Strong Demand for Rental Housing Driving Gains in Multifamily Construction

by Ellen Marya
Research Assistant
As the housing recovery gains momentum, one encouraging sign has been the strong return of multifamily construction. According to the Census Bureau’s Survey of Construction and Building Permits Survey, construction on 245,300 multifamily units was started in 2012, the most since 2008. (Figure 1) The surge in construction activity is only beginning to result in new supply on the market given the long lags from the time a project is conceived until construction is completed (only 166,000 units in multifamily buildings were completed in 2012, just slightly above the low point in 2011).

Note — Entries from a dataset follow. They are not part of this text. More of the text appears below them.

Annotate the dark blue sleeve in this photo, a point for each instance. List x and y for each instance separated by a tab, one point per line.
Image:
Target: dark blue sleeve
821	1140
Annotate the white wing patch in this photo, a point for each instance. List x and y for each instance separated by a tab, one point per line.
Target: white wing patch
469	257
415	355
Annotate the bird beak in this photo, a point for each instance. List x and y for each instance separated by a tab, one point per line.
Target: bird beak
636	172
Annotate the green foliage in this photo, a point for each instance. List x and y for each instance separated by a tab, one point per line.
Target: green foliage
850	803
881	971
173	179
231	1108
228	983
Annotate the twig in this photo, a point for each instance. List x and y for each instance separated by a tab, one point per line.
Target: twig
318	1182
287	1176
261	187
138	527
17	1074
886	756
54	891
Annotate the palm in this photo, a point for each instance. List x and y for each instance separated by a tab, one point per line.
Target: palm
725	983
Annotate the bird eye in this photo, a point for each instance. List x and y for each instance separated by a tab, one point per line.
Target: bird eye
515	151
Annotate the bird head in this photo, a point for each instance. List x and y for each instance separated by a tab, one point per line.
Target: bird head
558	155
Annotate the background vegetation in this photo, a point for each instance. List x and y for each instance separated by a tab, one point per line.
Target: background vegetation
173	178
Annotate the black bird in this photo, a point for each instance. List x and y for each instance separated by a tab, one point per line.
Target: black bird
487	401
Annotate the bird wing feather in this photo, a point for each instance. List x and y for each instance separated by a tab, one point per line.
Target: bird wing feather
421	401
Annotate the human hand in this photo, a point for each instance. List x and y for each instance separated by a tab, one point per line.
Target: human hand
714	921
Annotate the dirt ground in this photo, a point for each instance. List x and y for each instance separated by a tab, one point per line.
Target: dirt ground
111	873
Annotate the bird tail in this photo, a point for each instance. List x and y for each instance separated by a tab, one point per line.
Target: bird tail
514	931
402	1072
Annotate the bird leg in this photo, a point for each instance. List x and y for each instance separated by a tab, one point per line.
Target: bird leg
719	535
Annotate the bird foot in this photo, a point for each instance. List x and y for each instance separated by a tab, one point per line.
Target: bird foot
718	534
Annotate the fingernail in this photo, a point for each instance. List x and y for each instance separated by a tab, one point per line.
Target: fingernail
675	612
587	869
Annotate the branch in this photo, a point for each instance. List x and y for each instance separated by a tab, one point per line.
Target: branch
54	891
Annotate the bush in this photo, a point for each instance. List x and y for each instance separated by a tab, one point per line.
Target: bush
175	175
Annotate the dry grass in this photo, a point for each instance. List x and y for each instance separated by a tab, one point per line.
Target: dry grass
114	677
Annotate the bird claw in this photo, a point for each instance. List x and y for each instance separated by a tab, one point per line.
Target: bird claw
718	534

But looking ahead, multifamily construction will continue to accelerate, as permits for over 310,000 multifamily units were issued in 2012, also the highest level since 2008.

 061313_marya_figure1
Source: US Census Bureau, New Residential Construction.
Gains in permitting have been widespread: three-quarters of the 100 largest metro areas accelerated their multifamily permitting in 2012. Nationwide, the multifamily rebound is outpacing improvement in the single-family market. Multifamily permitting was up over 51 percent between 2011 and 2012, more than twice the gain in single-family permits and the third consecutive double-digit increase. The rapid recovery in the multifamily sector has led to speculation that some markets may be in danger of overbuilding. But while recent gains are dramatic, a longer-term view of both supply and demand indicates that such concerns are likely overblown—at least for now.
Current increases in multifamily permitting are from historically low levels. From a peak of over 473,000 units in 2005, multifamily permits decreased by more than 70 percent to 142,000 in 2009, the fewest in 25 years. In the context of these drastic swings, permitting is just beginning to return to levels in line with long-term averages. Nationwide, in 2012, nearly 81,000 fewer multifamily units were permitted than the average annual level from 2000 to 2009. Permitting in 34 of the 100 largest metros did top average levels from the 2000s in 2012, including seven of the top ten highest permitting areas (Figure 2).

 061313_marya_figure2
Source: JCHS tabulations of US Census Bureau, New Residential Construction.
This boost in supply is occurring in conjunction with rapidly growing demand for rentals. Nearly 93 percent of multifamily units completed in 2012 were rentals, the highest level in decades. According to the Housing Vacancy Survey, the number of renter households increased by over 1.1 million between 2011 and 2012, marking the eighth straight year of renter growth. Rentership was especially strong in each of the top ten highest permitting areas, where growth in renter households outpaced overall household growth between 2010 and 2011, the most recent years with metro-level data available from the American Community Survey. In total, these ten metros added 154,000 households between 2010 and 2011, but the number of renter households increased by nearly 268,000.

Additional signs indicate strong rental markets in these highest permitting areas. According toMPF Research, vacancy rates in professionally-managed apartment complexes were near or under 5 percent in eight of these markets as of the fourth quarter of 2012. Monthly rents in the ten markets were up an average of 3.6 percent in the fourth quarter of 2012 from the same quarter a year earlier, compared to 3.0 percent nationwide. As construction timelines for multifamily buildings often span several years, market conditions will continue to develop during the lag between permitting and completion of new units. However, generally tight markets and enduring renter growth suggest that the robust return of multifamily construction currently represents a response to rising demand, rather than the formation of a new bubble.